I've seen people saying to prefer values (value semantics) over X, where X once happened to be "smart pointers".
I understand the main benefit of using smart pointers over raw pointers: clearly we remove have memory leaks. But the possible disadvantage is that wrapping objects created on the heap with other objects may create a small to big overhead depending on how many objects are created, I suppose.
My questions are:
1. In which situation is it better to use plain objects created on the stack in conjunction with value semantics, i.e. copying these objects around instead of passing pointers, rather than managed (by smart pointers) objects created heap?
2. In which situations is it better to use smart pointers rather than value semantics?
I would appreciate a general overview of cases and if concrete examples are provided it would also be nice.
I've realized I've possibly mixed two concepts, but they are related anyway!

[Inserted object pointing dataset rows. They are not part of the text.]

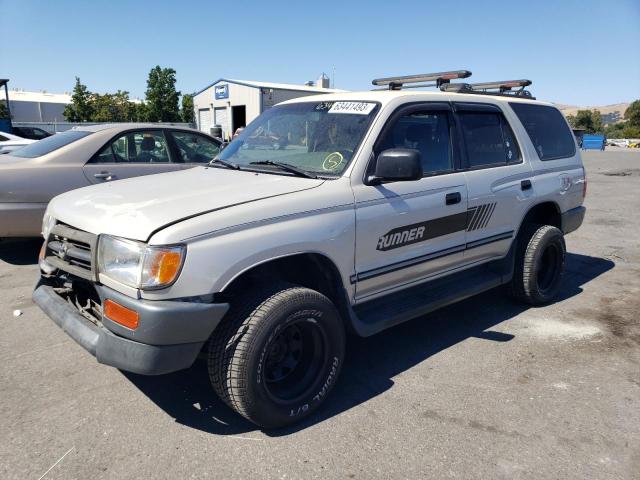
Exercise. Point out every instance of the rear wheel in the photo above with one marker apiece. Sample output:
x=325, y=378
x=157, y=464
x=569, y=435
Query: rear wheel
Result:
x=539, y=264
x=277, y=355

It's not a choice that should come up. The standard smart pointers do not exist to remove memory leaks. They exist to provide a standard way to express two popular ownership schemes without having to write your own RAII classes. It is the use of RAII that eliminates memory (and other resource) leaks.
plain objects created on the stack in conjunction with value semantics
On stack (automatic storage) and value semantics are not related: std::vector<T> creates T objects on the heap (unless customized), but has value semantics. a T* can be pointing at an object on stack, but has, obviously, pointer semantics.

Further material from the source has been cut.